MEM: Multi-Modal Elevation Mapping for Robotics and Learning
This work addresses the need for richer environmental representations in robotics, though it is incremental as it builds on existing mapping frameworks.
The authors tackled the limitation of geometric-only elevation maps by extending a 2.5D robot-centric framework to fuse multi-modal data from point clouds or images, enabling real-time applications like line detection, human detection, and colorization on various robots.
Elevation maps are commonly used to represent the environment of mobile robots and are instrumental for locomotion and navigation tasks. However, pure geometric information is insufficient for many field applications that require appearance or semantic information, which limits their applicability to other platforms or domains.
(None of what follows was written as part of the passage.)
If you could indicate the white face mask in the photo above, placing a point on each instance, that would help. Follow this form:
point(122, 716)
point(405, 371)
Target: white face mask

In this work, we extend a 2.5D robot-centric elevation mapping framework by fusing multi-modal information from multiple sources into a popular map representation. The framework allows inputting data contained in point clouds or images in a unified manner. To manage the different nature of the data, we also present a set of fusion algorithms that can be selected based on the information type and user requirements. Our system is designed to run on the GPU, making it real-time capable for various robotic and learning tasks. We demonstrate the capabilities of our framework by deploying it on multiple robots with varying sensor configurations and showcasing a range of applications that utilize multi-modal layers, including line detection, human detection, and colorization.